In the random old stuff department, Samael, the Beast of the Resurrection was a monster in the first Hellboy movie from 2004. That's hopefully too old to be relevant.

17:

Agreed, but there's still some scope for plant diseases - catching canker from a tomato, for example :-)

https://pubmed.ncbi.nlm.nih.gov/32307848/

18:

Another, more dangerous route is to focus on a Messianic elder god. Aslan as Messiah, rather than as Shamash the Reborn Every Dawn.

The earlier morphs of messianic initiators "inspire" nonsexual preachers of righteousness, who lead their followers into doomed confrontations with their oppressors by preaching that their righteousness will help them prevail and will usher in Heaven on Earth/Pure Land/Field of Merit/End of Days/Roll Back The Whites/Road Belong Cargo etc. Massive necromantic mana flows from the bloody suppression of such cults back to those that created them.
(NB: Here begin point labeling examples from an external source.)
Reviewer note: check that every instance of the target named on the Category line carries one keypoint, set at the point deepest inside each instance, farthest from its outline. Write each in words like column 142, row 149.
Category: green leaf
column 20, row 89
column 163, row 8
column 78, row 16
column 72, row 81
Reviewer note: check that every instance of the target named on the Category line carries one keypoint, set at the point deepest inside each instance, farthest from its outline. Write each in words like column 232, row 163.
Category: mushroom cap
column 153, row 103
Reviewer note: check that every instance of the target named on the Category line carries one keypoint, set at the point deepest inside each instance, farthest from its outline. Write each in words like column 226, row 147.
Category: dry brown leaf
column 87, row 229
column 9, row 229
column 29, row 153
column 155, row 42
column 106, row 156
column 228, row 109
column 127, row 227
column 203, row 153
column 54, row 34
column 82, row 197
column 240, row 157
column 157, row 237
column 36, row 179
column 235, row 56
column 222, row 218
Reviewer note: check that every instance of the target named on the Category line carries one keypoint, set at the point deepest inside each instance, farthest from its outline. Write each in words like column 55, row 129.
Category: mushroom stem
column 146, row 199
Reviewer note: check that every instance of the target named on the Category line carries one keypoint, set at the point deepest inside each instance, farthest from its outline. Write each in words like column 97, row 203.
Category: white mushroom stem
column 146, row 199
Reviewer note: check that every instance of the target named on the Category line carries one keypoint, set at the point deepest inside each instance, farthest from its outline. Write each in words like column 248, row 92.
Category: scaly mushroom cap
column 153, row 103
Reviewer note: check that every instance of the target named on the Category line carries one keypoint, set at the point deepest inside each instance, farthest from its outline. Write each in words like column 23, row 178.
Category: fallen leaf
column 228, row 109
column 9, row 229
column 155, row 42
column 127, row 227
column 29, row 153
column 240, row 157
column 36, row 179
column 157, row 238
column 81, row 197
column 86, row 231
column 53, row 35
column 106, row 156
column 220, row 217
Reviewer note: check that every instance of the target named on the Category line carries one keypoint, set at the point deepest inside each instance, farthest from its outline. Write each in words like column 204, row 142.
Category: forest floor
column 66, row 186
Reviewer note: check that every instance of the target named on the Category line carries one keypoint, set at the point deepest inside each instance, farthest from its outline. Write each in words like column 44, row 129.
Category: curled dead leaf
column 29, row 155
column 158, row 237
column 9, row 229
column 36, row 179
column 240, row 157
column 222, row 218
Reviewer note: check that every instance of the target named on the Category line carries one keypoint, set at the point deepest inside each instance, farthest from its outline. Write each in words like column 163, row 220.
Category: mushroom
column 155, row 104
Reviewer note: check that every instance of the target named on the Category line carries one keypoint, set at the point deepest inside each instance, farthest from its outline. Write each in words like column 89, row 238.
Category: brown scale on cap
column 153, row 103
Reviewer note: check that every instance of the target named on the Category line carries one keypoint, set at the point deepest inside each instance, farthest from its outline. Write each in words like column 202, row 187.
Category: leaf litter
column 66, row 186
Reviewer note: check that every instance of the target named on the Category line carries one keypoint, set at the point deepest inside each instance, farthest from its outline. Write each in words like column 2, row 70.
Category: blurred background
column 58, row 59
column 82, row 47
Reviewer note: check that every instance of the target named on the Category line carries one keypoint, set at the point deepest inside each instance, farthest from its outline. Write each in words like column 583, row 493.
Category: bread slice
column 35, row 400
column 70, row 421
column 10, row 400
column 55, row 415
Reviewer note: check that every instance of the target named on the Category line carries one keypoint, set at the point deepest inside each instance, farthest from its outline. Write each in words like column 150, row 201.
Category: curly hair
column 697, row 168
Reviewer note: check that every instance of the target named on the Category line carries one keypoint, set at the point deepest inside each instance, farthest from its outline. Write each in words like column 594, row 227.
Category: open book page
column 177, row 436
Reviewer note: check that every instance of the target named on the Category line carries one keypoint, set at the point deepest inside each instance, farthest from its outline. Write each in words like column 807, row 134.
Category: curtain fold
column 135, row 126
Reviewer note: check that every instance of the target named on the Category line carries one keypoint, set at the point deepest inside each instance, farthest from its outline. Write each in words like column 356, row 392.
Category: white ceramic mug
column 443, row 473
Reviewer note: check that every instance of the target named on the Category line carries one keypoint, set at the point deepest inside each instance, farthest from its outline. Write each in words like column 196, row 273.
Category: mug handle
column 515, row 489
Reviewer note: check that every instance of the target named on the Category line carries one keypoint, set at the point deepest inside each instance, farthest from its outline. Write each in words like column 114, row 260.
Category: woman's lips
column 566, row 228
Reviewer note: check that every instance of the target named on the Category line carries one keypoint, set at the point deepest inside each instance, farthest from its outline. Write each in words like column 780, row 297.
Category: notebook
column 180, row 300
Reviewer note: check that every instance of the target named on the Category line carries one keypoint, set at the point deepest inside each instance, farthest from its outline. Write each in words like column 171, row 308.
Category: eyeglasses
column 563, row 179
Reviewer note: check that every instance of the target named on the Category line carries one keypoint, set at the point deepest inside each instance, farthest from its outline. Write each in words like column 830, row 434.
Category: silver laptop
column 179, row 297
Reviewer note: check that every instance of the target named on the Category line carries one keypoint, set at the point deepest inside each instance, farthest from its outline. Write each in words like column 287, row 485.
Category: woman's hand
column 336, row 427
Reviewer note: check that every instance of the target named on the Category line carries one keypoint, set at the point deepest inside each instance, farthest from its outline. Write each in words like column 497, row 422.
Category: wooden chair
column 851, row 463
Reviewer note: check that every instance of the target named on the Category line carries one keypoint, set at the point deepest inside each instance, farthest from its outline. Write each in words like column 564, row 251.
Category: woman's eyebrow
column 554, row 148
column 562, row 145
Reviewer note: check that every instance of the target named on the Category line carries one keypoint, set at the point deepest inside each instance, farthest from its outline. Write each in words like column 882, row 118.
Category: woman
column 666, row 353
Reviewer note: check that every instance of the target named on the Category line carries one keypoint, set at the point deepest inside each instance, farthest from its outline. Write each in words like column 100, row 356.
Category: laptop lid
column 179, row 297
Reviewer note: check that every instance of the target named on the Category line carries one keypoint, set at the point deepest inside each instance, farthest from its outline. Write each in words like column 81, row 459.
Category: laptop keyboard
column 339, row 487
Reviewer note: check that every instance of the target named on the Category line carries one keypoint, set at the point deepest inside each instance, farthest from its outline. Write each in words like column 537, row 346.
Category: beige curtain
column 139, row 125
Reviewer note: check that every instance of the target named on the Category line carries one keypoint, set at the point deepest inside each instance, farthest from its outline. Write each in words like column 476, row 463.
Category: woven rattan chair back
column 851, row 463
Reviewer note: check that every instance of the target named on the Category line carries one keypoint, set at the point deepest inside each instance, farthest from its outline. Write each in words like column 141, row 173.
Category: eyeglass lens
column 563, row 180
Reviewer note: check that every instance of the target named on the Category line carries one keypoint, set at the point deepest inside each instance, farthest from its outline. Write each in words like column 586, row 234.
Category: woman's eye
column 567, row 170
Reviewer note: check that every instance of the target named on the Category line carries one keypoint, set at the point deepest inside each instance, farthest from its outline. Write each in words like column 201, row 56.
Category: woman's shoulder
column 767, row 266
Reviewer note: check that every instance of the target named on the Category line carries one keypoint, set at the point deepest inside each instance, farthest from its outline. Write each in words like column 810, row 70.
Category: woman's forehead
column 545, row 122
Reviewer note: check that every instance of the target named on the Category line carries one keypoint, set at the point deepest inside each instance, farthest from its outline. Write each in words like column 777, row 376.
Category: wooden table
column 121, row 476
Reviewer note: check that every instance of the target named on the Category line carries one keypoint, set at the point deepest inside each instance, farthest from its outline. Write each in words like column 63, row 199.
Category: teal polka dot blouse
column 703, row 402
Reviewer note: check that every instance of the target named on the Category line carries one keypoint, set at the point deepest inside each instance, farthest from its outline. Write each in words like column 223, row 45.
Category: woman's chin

So that's the nonbreeding morph of this kind of god. One might argue (but probably shouldn't) that messianic movements that became religions are in fact the results of Great Workings by the enemies of messianic gods, bindings designed to keep them from producing a breeding morph, that force them to stay immature and suppress other messianic gods, rather than engaging in bloody crusades to let them respawn at a higher level.

Anyway...so there's this problem for the New Management etm. Messianic movements are sprouting up all over and spreading like wildfire (hello Robigus). Killing all the human cultists is the default option, of course, but doing so just completes a massive necromantic rite that, if successful, lets the messianic gods respawn in sexual morphs that spread even faster and cause much more harm if they complete their life cycles. But the same thing happens if you let them win. What to do, what to do, what to do...

Given current politics, this might be a risky storyline to play with. But it would follow from the original idea.

19:

Jack Wodehams "There is a Crooked Man" was when I first encountered "rogue code in the transporter". https://www.isfdb.org/cgi-bin/index.cgi

20:

I'm interested to hear more about the new Laundry RPG. I liked the first one a lot.

21:

Finally got to read the Wild Card piece. Fun!

22:

Finally got to read the Wild Card piece. Fun!

23:

Charlie, I think this book was written specially, just for you (and maybe the rest of us, since the issue is a perennial strange attractor around here.)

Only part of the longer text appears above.